We know that being needy makes you vulnerable in America, but whereas teenagers marching for “black lives matter” are vilified for lives lost, the white teenage activists from Marjorie Stoneman Douglas High are praised for their activism.  It seems what we’re encountering is something even more pernicious than the inequalities themselves, rather the realization that not even all need is created equal.  Since the election, I have been desperately sharing my own story to keep the lives of families with children with disabilities, alongside the lives of so many other marginalized families, in view; however, it only recently occurred to me that by telling our story, I may be rendering further invisible families like the ones being turned away at our borders.

You see, while my family’s need for life-sustaining Medicaid for our medically fragile child elicits incredible sympathy, that’s largely because my daughter’s disability is often viewed as an underserved tragedy that has befallen a white, educated, hard-working, affluent, heterosexual couple. But while so many other families on Medicaid (especially families of color), equally needy to mine, are belittled for their poverty, chastised or blamed for the presumed neglect, fraud, or abuse that put them into the system in the first place, a common response to my family’s vulnerability is not just pity, but often, congratulation. We are heralded for our love and our sacrifice for our daughter. Meanwhile, the very nurses employed through Medicaid who tend to our daughter, monitoring her heart rate, seizures, and breathing overnight, are immigrants like those being turned away at the border. They work in unsteady employment for low wages, rarely receive healthcare, and they have either already left their children behind in their countries of origin in order to provide for them, or they leave their children in the care of others, so that my family can sleep at night.

These migrant families are part of what scholars have called the global chains of kinship and reproduction, stratified care work that elevates some families on the backs of others.
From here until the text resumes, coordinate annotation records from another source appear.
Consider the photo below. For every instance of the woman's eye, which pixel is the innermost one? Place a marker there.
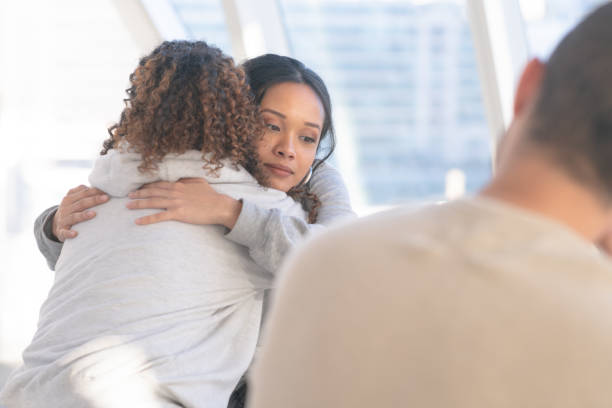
(309, 139)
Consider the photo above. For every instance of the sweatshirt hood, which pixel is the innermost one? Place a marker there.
(117, 174)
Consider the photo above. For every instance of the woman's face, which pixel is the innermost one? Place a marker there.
(294, 118)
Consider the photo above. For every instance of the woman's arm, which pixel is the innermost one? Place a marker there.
(267, 233)
(270, 235)
(48, 245)
(53, 226)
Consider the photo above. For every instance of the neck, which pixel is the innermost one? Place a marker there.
(537, 185)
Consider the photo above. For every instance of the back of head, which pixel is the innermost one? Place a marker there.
(268, 70)
(572, 117)
(188, 95)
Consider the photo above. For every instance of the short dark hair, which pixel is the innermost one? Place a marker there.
(572, 117)
(268, 70)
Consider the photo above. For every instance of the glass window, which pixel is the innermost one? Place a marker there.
(204, 20)
(548, 21)
(404, 84)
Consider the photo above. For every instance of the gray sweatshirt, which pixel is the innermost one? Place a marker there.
(267, 233)
(147, 315)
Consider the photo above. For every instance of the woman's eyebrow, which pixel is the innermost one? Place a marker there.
(311, 124)
(277, 113)
(272, 111)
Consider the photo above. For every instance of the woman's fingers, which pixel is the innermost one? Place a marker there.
(154, 218)
(165, 185)
(65, 234)
(74, 218)
(87, 202)
(157, 203)
(150, 192)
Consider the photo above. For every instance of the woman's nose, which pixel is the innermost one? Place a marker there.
(284, 147)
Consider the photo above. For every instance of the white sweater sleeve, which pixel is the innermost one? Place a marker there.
(269, 235)
(49, 247)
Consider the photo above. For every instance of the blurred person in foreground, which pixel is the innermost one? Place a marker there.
(499, 300)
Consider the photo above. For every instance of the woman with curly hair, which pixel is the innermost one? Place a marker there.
(168, 314)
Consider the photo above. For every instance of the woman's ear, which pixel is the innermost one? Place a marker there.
(529, 85)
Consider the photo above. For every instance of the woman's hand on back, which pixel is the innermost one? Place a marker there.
(75, 208)
(190, 200)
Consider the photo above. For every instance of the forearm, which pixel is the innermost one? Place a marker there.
(48, 246)
(269, 235)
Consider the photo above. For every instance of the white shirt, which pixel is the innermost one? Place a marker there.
(469, 304)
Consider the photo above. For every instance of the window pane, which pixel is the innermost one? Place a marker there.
(406, 94)
(548, 21)
(204, 20)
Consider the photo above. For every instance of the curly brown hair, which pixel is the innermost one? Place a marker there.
(189, 95)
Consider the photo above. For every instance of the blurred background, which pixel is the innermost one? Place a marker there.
(421, 89)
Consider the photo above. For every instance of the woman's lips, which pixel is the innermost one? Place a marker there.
(279, 170)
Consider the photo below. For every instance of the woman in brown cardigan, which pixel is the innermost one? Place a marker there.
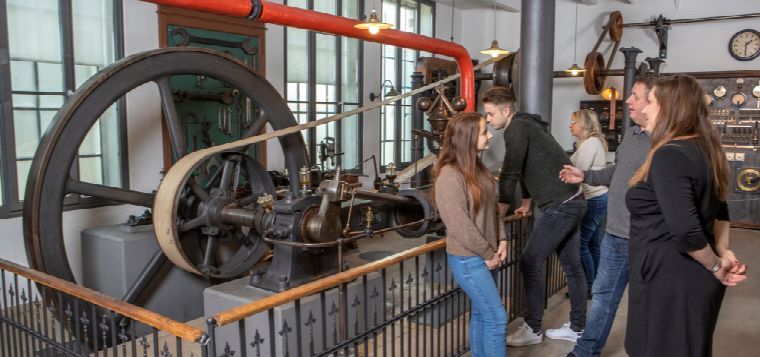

If you think about it, certain groups of immigrants, children who are “rescued” through inter-country adoption or born through international surrogacy, are uplifted, generously welcomed into our borders and our citizenship, while the families they came from, foster mothers, surrogates, nannies, and other care workers, languish in the shadows, families already torn apart yet silently, incrementally, with little fanfare. Thus, the separation of families at the border is but a visible demonstration of the invisible borders we often perilously draw around our own family lives.

The myth of the modern family and this tireless invocation of the need for “family values” suggests that each family stands alone. Yet, in articulating my family’s story of need I’ve become aware of the ways we are uncomfortably and unevenly indebted to one another. I’d like to believe that with the outcry on social media and the political pressure brought by the public upon the administration’s immigration policies, a new kind of family values is emerging that does not deny, yet makes visible these inequalities and the families who have endured them in the pursuit of wellbeing and freedom.

But the challenge comes in both maintaining our common humanity and acknowledging the injustices that bind and separate us from one another. We cannot afford to look away, for it will cost us all our humanity. But we also cannot afford to go on living our fictional, solitary lives while asylum is being criminalized, need is being stigmatized, racialized, and vilified, and children with families are being abused and institutionalized.  My family, likely your family, needs these persecuted families, whether we choose to admit it or not.  If we cannot break the global chains of inequality, perhaps we can at least qualify and dignify the emotional labor that families like mine benefit from everyday.  We can refuse to participate in the politics that slander the need of some to elevate and fulfill the needs of others. We can turn away from pity and charity and toward justice, mercy, and grace.

And we can demand that America must do better by all of its families, especially those who have so painfully paid the price of vulnerability, so that others can thrive.